Everyone’s probably had that feeling where they just don’t quite fit in with their friends, family, social group. Kind ofthat feeling where something just ddoesn’t feel quite right, like there’s always an awkwardness, a something that can’t really be explained but is there anyways. Maybe it’s the feeling of not really being wanted, that feeling that you were just invited because they felt bad not inviting you, or just because they’ve always invited you. Maybe there’s that pressure to go out, to go do something when you’d really rather not. Don’t get me wrong, I absoutely love all my friends back home, they are some of the best people I know and are my closest friends, I don’t know what I’d do without them.
But for the first time in what seems like my entire social life I feel like I fit in with a group of people, not just one or two amazing human beings. It could be that we are all in the same job, like the same things, are all slightly obsessed with climbing, all have choosen to stray off that beaten path. Whatever it is, this random group of people have never made me feel more at home or at ease in a foreign country or in any country. I may be miles and miles from anything familiar, but it already seems like I’ve known these guys for years.
I feel like I’m one of the cool kids, as stupid as that sounds, the feeling that I’ve found somewhere I can fit in amazes me. Ever since that stage where kids realize who the weirdos are and begin to seperate into groups, I’ve always felt like I’ve never really been able to find my group. I mix here and there, pretending to be in this group or that group, but nothing thats made me feel like I really belong somewhere.

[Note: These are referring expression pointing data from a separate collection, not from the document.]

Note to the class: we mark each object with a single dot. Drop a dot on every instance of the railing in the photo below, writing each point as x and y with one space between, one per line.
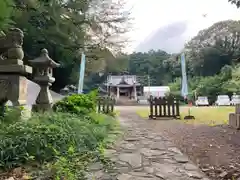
164 107
106 104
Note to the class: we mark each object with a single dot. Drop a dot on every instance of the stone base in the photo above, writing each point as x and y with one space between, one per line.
42 107
234 120
15 69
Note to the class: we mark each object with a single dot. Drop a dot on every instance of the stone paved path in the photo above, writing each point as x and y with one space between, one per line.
146 155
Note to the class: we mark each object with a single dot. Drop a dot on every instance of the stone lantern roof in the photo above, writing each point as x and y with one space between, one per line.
44 60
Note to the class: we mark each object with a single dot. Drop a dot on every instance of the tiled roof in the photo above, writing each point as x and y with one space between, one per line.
124 79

Maybe this is what every other person feels like when they find where they belong, or maybe everyone already knows so it never hits them in a jolt. For me, arriving in hot, humid, loud, busy, sometimes chaotic Vietnam has given me such a sense of belonging. I really don’t even have words to describe how happy I really am here. I’ve found somewhere where i can be myself and fit it. People seek me out, ask me to hang out, I dont feel like I’m bothering anyone by asking them to hang out. I can be as social or unsocial as I want and feel absoutely no pressure to do anything. Everyone here understands the need to travel, the need to see beyond just the small corner of the earth we are born into. As much as I love all my closest friends, the feeling of belonging and happiness and peace here is just sometmething that still shocks me.
It shocks me how much I really feel at home here. It shocks me that I can feel this way and feel so comfortable around a group of people who are essentially strangers. I wasn’t aware that people could so easily fit in with others. It’s really something so special and amazing and I’m so glad I finally found it.